907 struct decl in genautomata.c
908 {
909 /* What node in the union? */
910 enum decl_mode mode;
911 pos_t pos;
912 union
913 {
914 struct unit_decl unit;
915 struct bypass_decl bypass;
916 struct automaton_decl automaton;
917 struct excl_rel_decl excl;
918 struct unit_pattern_rel_decl presence;
919 struct unit_pattern_rel_decl absence;
920 struct reserv_decl reserv;
921 struct insn_reserv_decl insn_reserv;
922 } decl;
923 };
196 typedef struct decl *decl_t ; in genautomata.c
Decl 是由所有类型的模式共享的类型,用于构建基于 DFA 的流水线危险识别器。对于 define_cup_unit 模式,使用了 unit_decl 域。
727 struct unit_decl in genautomata.c
728 {
729 char *name;
730 /* NULL if the automaton name is absent. */
731 char *automaton_name;
732 /* If the following value is not zero, the cpu unit reservation is
733 described in define_query_cpu_unit. */
734 char query_p;
735
736 /* The following fields are defined by checker. */
737
738 /* The following field value is nonzero if the unit is used in an
739 regexp. */
740 char unit_is_used;
741
742 /* The following field value is order number (0, 1, ...) of given
743 unit. */
744 int unit_num;
745 /* The following field value is corresponding declaration of
746 automaton which was given in description. If the field value is
747 NULL then automaton in the unit declaration was absent. */
748 struct automaton_decl *automaton_decl;
749 /* The following field value is maximal cycle number (1, ...) on
750 which given unit occurs in insns. Zero value means that given
751 unit is not used in insns. */
752 int max_occ_cycle_num;
753 /* The following field value is minimal cycle number (0, ...) on
754 which given unit occurs in insns. -1 value means that given
755 unit is not used in insns. */
756 int min_occ_cycle_num;
757 /* The following list contains units which conflict with given
758 unit. */
759 unit_set_el_t excl_list;
760 /* The following list contains patterns which are required to
761 reservation of given unit. */
762 pattern_set_el_t presence_list;
763 pattern_set_el_t final_presence_list;
764 /* The following list contains patterns which should be not present
765 i n reservation for given unit. */
766 pattern_set_el_t absence_list;
767 pattern_set_el_t final_absence_list;
768 /* The following is used only when `query_p' has nonzero value.

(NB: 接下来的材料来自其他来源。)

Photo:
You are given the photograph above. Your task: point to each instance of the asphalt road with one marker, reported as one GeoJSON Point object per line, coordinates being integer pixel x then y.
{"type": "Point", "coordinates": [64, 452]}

769 This is query number for the unit. */
770 int query_num;
771 /* The following is the last cycle on which the unit was checked for
772 correct distributions of units to automata in a regexp. */
773 int last_distribution_check_cycle;
774
775 /* The following fields are defined by automaton generator. */
776
777 /* The following field value is number of the automaton to which
778 given unit belongs. */
779 int corresponding_automaton_num;
780 /* If the following value is not zero, the cpu unit is present in a
781 `exclusion_set' or in right part of a `presence_set',
782 `final_presence_set', `absence_set', and
783 `final_absence_set'define_query_cpu_unit. */
784 char in_set_p;
785 };
在上面的 1660 行, get_str_vec 获取由“ , ”分隔的单元名。宏 DECL_UNIT 将访问 decl 的 unit_decl 域。